Is it still infeasible to delete an individual dictionary? What about reordering dictionaries? I can create a new Github issue for that if there's interest.

toasted-nutbread commented 4 years ago

Dictionaries are able to be deleted using the latest testing release, but this change hasn't been worked into a stable release yet. While it works, it's not a quick operation, and can slow down the browser window while the deletion is in progress.

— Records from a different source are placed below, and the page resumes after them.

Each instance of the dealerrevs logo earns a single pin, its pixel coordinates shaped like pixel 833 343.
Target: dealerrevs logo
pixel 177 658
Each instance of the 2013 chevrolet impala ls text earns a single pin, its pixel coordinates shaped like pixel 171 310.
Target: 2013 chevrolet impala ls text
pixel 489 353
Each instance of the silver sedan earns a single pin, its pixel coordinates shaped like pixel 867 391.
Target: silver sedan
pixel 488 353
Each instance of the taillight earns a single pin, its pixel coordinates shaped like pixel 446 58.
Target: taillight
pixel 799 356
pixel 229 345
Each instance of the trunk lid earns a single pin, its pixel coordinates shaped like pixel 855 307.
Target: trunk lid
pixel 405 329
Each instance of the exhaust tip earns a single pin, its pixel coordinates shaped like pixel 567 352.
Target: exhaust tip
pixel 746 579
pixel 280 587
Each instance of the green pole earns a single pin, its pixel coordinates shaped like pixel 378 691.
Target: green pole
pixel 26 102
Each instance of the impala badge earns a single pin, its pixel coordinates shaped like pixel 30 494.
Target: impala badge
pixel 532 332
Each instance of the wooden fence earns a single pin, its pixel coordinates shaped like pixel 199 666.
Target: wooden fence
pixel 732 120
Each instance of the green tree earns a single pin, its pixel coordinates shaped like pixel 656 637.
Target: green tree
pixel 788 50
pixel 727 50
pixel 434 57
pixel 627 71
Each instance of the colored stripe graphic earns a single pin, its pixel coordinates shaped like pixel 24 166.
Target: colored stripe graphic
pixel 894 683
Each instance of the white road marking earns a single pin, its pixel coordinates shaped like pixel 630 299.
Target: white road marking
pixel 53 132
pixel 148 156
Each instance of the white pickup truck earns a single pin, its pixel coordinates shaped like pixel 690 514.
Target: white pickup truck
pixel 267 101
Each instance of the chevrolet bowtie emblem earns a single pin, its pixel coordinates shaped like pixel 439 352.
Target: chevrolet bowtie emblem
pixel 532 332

As for reordering dictionaries, this can already (kind of) be accomplished using the priority system in the settings page. You have to enable the option "Show advanced options", and then each dictionary entry has a text field for priority. I'm not sure if this accomplishes what you want, so let me know if you mean something else.

toasted-nutbread commented 3 years ago

Resolving since most improvements listed are complete.